The horizontally structured show — featuring everything from the world's finest diamonds and pearls to raw stones, from jewelry display cases to tools and machinery — draws exhibitors from 47 countries. But more than half are from Hong Kong, the world's third-largest exporter of jewelry (a business worth $2.85 billion a year to the local economy, according to the Hong Kong Jewelry Manufacturers Assn.).
Attendees come from throughout Asia, and most certainly from mainland China — a phenomenon that has only accelerated since the handover of Hong Kong from the English to the Chinese in 1997.
"It's been written before that people used to have two colors of Mao suits," Duck said. "Now they want access to brands."
In fact, they want more than brands. Amish Aggarwai, a sales manager with Daniel K Jewelers in New York, was in Hong Kong to display his company's "very high-end" platinum gold and diamond jewelry. Daniel K has plenty of experience at The JCK Show — Las Vegas, Fashion Coterie and other shows in the United States.
"America will always be our core market," Aggarwai said.
He and his company went to the Hong Kong show for what he called "a pilot test for the Asian market."
"And it's going quite well," Aggarwai said on the third day of the show. "Asia is an emerging market."
The traffic was heavy and sales people in his booth were all busy, despite its location. Since the show was a last-minute decision for Aggarwai, he had to take the only booth available, near a line of raw gem exhibitors and across from a very busy food stand serving noodles and dumplings.
Aggarwai said that next year he hopes to be in the show's Fine Design Pavilion, a show-within-a-show for 72 high-end jewelers — all with identical booths — that had separate registration requirements for attendees.

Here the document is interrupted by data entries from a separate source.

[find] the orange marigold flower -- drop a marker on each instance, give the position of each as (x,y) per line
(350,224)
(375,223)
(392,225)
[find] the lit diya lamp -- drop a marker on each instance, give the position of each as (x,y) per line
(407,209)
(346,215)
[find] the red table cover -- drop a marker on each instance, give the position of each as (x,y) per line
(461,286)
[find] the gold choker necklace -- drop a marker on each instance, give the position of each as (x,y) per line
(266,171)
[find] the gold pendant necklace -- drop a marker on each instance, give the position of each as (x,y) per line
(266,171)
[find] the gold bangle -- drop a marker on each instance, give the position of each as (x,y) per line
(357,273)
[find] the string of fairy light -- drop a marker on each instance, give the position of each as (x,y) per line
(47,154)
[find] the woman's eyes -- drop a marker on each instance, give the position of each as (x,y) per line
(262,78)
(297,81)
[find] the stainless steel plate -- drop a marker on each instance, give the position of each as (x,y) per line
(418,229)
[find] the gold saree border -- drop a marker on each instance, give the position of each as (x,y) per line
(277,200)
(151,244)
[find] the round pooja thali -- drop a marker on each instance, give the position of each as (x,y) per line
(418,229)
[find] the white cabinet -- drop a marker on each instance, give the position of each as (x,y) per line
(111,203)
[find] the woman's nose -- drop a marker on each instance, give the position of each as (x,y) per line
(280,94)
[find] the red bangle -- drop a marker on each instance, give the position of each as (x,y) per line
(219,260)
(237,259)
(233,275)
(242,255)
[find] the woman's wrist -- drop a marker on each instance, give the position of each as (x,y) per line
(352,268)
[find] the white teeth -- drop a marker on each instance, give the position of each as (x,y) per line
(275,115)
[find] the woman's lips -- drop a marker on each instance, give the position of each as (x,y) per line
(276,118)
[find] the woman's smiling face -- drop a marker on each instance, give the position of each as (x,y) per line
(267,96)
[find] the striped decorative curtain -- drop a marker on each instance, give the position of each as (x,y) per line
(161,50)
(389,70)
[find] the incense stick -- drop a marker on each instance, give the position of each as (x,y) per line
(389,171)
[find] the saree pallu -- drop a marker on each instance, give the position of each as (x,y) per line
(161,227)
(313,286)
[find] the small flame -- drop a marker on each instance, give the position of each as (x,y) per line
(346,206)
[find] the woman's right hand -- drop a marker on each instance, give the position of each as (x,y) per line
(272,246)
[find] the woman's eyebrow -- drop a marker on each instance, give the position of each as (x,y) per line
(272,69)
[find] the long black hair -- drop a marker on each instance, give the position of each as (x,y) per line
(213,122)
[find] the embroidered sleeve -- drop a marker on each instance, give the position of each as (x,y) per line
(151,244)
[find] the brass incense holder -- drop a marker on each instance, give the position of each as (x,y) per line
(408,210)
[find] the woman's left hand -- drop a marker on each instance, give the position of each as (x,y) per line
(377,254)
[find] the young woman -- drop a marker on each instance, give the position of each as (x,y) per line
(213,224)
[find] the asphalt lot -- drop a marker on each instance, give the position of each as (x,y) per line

"We want to make sure they can afford it," Law said.
Sutton believes there are, and will continue to be, plenty who can afford it in mainland China (with its population of 1.3 billion). While Americans often jump to the conclusion that the bulk of China's economic activity is represented by its vast exports and the infrastructure rapidly being developed to create even more, CMP — with 20 annual events in Hong Kong and 30 more elsewhere in China — understands it is also an import market, one that is already well-served by a robust tradeshow industry.
"What you get are a lot of copycat events. Our rivals are smaller, domestic, price-driven events," he said. "It's a very aggressive free market."
But is it one Americans can compete in?
"It's a reasonable aspiration," Sutton said, "but don't think for a minute that the Chinese exhibition industry isn't already humming."
There are certainly more governmental restrictions than many American show producers are used to. Shows do have to be licensed, which is one reason why many foreigners interested in the market will ultimately partner with somebody with experience in the region.
"You can find it very frustrating, exhausting and expensive to do business here," Sutton said. "You have to be very serious about it."
And, both Sutton and Sind agreed, finding the right partners to work with is important — whether the partnership takes the form of a licensing arrangement, a management contract or a joint venture.
It's a sophisticated market," Sind said. "It's very crowded, but it doesn't mean the opportunity isn't there."